O jurista Floriano Vaz observa que “só mesmo em estados totalitários – de direita ou de esquerda – o governo se intromete na vida particular do cidadão”. Esclarece ele que o Código Penal já proíbe agressões físicas, mesmo que sejam “lesões corporais leves”. E admite ser grave o fato de a iniciativa da Lei da Palmada ter partido do governo.

– O Poder Executivo está extravasando sua competência.

É para agregar aplausos. Já existe previsão legal para qualquer tipo de violência – critica o jurista. – Uma palmadinha por si só não significa ser um mau pai. A permissividade, muitas vezes, é pior.

Autora de uma proposta considerada o “embrião” do projeto elaborado pelo governo, a ministra da Secretaria de Direitos Humanos, Maria do Rosário, defende que o objetivo é discutir “uma construção social mais elaborada”, e não a punição dos pais. A ministra ressalta que o projeto prevê não uma punição às famílias mas uma “mudança cultural, que não seja permissiva com a violência”.

– O que queremos debater é o direito que as crianças têm de crescer livres da violência – conclui. – Como está hoje, a legislação deixa muitas brechas no que diz respeito à violência física. Precisamos superar isso para dialogarmos sobre uma cultura de paz e respeito, que só se constrói a partir do diálogo.
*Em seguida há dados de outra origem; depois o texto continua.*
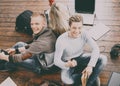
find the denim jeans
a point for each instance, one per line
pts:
(73, 75)
(31, 64)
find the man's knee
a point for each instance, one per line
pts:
(19, 44)
(103, 60)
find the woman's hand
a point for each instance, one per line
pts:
(88, 70)
(11, 51)
(70, 63)
(4, 57)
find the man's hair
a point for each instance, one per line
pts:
(75, 18)
(36, 14)
(59, 15)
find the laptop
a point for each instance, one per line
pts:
(87, 9)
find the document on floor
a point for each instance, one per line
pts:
(98, 30)
(114, 79)
(8, 82)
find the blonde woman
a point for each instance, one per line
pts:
(59, 15)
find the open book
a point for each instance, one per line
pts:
(8, 82)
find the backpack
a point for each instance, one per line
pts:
(115, 51)
(23, 22)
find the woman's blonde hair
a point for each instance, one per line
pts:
(59, 16)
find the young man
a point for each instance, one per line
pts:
(70, 58)
(39, 53)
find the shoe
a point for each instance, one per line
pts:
(97, 82)
(2, 65)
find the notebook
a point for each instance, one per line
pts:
(98, 30)
(8, 82)
(114, 79)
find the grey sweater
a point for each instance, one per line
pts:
(67, 48)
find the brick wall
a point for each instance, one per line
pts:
(10, 9)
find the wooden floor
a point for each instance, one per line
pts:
(108, 13)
Direito só das mulheres? A coordenadora da Rede Não Bata, Eduque, Márcia Oliveira, cita a lei Maria da Penha como exemplo de uma boa interferência do Estado na vida privada, já que apenas há alguns anos a sociedade aceitava que homens agredissem suas mulheres. Além disso, sublinha, o exemplo e o diálogo continuam os melhores alia dos dos pais na educação dos seus filhos.

– Quando você aprende desde cedo a resolver as diferenças de forma pacífica, está contribuindo para que a sociedade resolva seus problemas sem usar a violência – reforça. – É um equivoco conectar disciplina e respeito com violência física.

Sem proibições Os leitores do JB não concordam com a proposta. Enquete realizada no site mostrou que a maioria dos pais acha mesmo é que um tapinha não dói e pode fazer parte da educação dos filhos, sem maiores traumas. Claro, tudo dentro dos limites aceitáveis da “palmada pedagógica”. Cerca de 70% dos leitores são contra a aprovação do projeto contra 30% favoráveis.

Para Antonio Velasco, de Duque de Caxias, os pais devem sim ser proibidos de castigar seus filhos fisicamente.

– Se houver permissão legal, continuará havendo pais que farão de um processo meramente corretivo um espancamento. É verdade que existem casos mais complicados, mas seria melhor tentar dar educação do que pancada – defende o leitor.

Já Clovis Ermídio de Oliveira, do Rio de Janeiro, entre críticas severas ao projeto, defende que é melhor corrigir os filhos com umas “boas palmadas”.

– Se for necessário, (devem) usar umas boas palmadas – argumenta. – Não mata ninguém.

Não se deve é espancar, isso é falta de amor. Mas quem ama corrige para o bem do filho A proposta já foi aprovada pela Comissão de Educação da Câmara e aguarda a formação de uma comissão especial que vai analisar o projeto. Só depois segue para o plenário da Casa e, se aprovada, será enviada ao Senado.